Agreement". Because Mr. Moton focuses his attention on whether his mental health treatment comported with the IPAS Agreement, the Court discusses the relevant provisions of the IPAS case and ensuing agreement. In 2008, the Indiana Protection and Advocacy Services Commission sued the Indiana Department of Correction ("IDOC") alleging that the continued confinement of mentally ill prisoners in segregation and segregation-like settings without appropriate mental health care and treatment violated prisoners' constitutional rights. IPAS, 1:08-cv-1317 (S.D. Ind.). Following a bench trial, the Court concluded that the "Plaintiffs have prevailed as to their Eighth Amendment Claim." IPAS, Dkt. 279 at 36. The Court did not enter final judgment. Rather, in 2016, the parties in IPAS entered into

the IPAS Agreement, which the Court found to be fair, reasonable, and adequate. IPAS, Dkt. 496, 508. Relevant to this case, the IPAS Agreement lists different medical conditions that qualify an inmate as "seriously mentally ill," including schizoaffective disorder. Id. at 4-5, ¶ 18. Under the IPAS Agreement, seriously mentally ill inmates who are housed in intensive treatment units such as Pendleton's IRT program are supposed to receive an individualized treatment plan created by a treatment team and at least 10 hours of therapeutic programming per week (e.g., group and individual therapy). Id. at 15, ¶ 42. Finally, the IPAS Agreement places restrictions on the length and manner in which a seriously mentally ill prisoner can be placed in segregation/restrictive housing. Id. at 10-13, ¶¶ 30-35. B. Background of the IRT Program and the Parties Mr. Moton was at all relevant times an IDOC inmate housed in the IRT facility at Pendleton. Mr.

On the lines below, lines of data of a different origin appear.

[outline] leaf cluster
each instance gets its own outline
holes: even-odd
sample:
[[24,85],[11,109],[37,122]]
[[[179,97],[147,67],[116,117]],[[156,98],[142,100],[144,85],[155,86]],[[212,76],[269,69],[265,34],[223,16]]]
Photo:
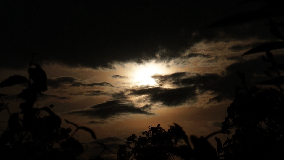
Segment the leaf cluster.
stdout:
[[[28,78],[15,75],[0,83],[0,88],[21,84],[26,86],[18,95],[18,99],[24,100],[20,104],[21,111],[18,113],[11,113],[9,103],[2,98],[6,95],[0,94],[0,112],[2,113],[6,110],[9,116],[8,127],[0,137],[1,159],[76,159],[84,149],[73,135],[82,129],[90,133],[95,140],[95,133],[88,128],[65,120],[77,127],[70,136],[71,128],[60,127],[61,118],[51,110],[54,105],[41,108],[36,106],[37,95],[47,90],[47,76],[39,65],[31,62],[29,67]],[[106,150],[110,151],[103,143],[97,143],[104,147],[102,152]],[[54,147],[56,143],[60,144],[59,148]],[[99,156],[96,159],[101,158]]]

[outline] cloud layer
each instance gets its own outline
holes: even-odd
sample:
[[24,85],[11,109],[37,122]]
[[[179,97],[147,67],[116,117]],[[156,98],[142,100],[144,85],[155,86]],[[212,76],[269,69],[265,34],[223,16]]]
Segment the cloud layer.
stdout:
[[96,104],[86,109],[71,111],[66,114],[78,114],[91,118],[102,119],[130,114],[154,114],[143,109],[135,107],[133,103],[130,101],[114,100]]

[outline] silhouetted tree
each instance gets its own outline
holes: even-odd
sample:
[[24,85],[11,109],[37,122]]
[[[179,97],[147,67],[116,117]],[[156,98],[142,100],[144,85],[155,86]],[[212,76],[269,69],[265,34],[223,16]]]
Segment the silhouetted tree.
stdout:
[[160,124],[155,127],[151,125],[142,135],[144,136],[137,136],[133,134],[127,138],[125,144],[120,145],[116,159],[128,160],[132,159],[133,156],[141,156],[151,157],[152,159],[174,159],[175,155],[170,152],[161,150],[151,153],[144,149],[158,146],[176,146],[179,140],[174,136],[171,128],[166,131]]
[[[0,94],[0,112],[6,110],[9,116],[8,127],[0,137],[1,159],[75,160],[84,151],[82,144],[72,136],[79,129],[89,132],[95,140],[95,133],[91,129],[66,120],[76,127],[71,137],[70,128],[60,127],[61,119],[51,110],[54,106],[34,107],[37,95],[47,90],[47,76],[41,66],[31,62],[28,72],[29,78],[18,75],[9,77],[0,83],[0,88],[24,84],[26,88],[18,95],[24,100],[20,105],[21,111],[11,113],[9,103],[5,103]],[[104,148],[110,151],[101,143]],[[60,143],[59,148],[54,147]],[[100,158],[100,155],[97,159]]]

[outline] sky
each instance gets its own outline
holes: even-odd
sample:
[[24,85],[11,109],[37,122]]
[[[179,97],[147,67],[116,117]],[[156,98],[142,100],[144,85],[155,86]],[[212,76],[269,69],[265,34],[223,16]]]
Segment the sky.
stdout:
[[[258,10],[264,1],[10,1],[0,5],[0,81],[28,77],[35,54],[33,61],[46,72],[48,88],[36,105],[54,105],[62,119],[93,129],[114,152],[151,125],[167,129],[176,123],[198,136],[220,130],[235,86],[242,86],[236,71],[245,73],[249,86],[269,79],[262,73],[269,66],[264,53],[241,55],[278,41],[267,18],[207,27]],[[283,51],[272,52],[277,61],[284,60]],[[11,112],[18,111],[17,95],[24,87],[0,88]],[[1,129],[6,113],[0,113]],[[74,136],[85,148],[80,159],[102,149],[89,135]],[[228,136],[217,135],[223,141]],[[109,159],[116,156],[104,154]]]

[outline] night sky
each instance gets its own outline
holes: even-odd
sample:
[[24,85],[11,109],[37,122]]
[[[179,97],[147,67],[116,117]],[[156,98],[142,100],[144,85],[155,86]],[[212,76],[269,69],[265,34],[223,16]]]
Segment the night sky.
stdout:
[[[36,105],[54,104],[62,120],[92,129],[114,152],[150,125],[168,129],[175,123],[198,136],[220,130],[235,86],[242,86],[236,71],[251,87],[269,79],[262,53],[241,55],[278,40],[267,18],[207,27],[257,10],[264,1],[5,1],[0,4],[0,81],[28,77],[35,54],[33,62],[45,71],[48,88]],[[284,60],[281,51],[272,51],[277,61]],[[17,95],[24,88],[0,88],[12,112],[19,111],[22,100]],[[5,112],[1,129],[7,127]],[[100,152],[88,133],[75,136],[85,148],[80,159]],[[116,156],[105,153],[109,159]]]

Moton has been diagnosed with depression, schizoaffective disorder, and schizophrenia. (Dkt. 27-3 at 5 (15:3); Dkt. 27-2 at 18, 41.)

Dr. Liedtke is a psychologist licensed to practice in Indiana. (Dkt. 27-1 at ¶ 1.) During all times relevant to Mr. Moton's Complaint, she was a psychologist at Pendleton employed by Wexford of Indiana, LLC ("Wexford"), treating inmates in the IRT Program. Id. at ¶ 2. Part of Dr. Liedtke's job responsibilities "is to make sure that the staff in IRT are meeting both IPAS and the health care service directives of [IDOC]." (Dkt. 33-2 at 1 (15:22−24).)1 Inmates placed in the IRT Program are provided individual therapy, group treatment, and medication management of psychotropic medication. Id. at 4 (24:2−5). Individual therapy is provided once monthly, but if it is clinically indicated it will be provided more often. Id. 4 (24:19−20). Group treatment is supposed to be offered ten hours a week. Id. at 4 (24:25). However,

group treatment was often not able to be offered due to COVID-19-related lockdowns, correctional and mental health staffing shortages, and space issues due to a fire that burned down the treatment center. Id. at 5 (25:6−9); Dkt. 27-2 at 2. Mr. Moton explained that when group treatment was not offered due to staff shortages or other logistical reasons, it was called an "exception." (Dkt. 27-3 at 7 (25:13−17).) Dr.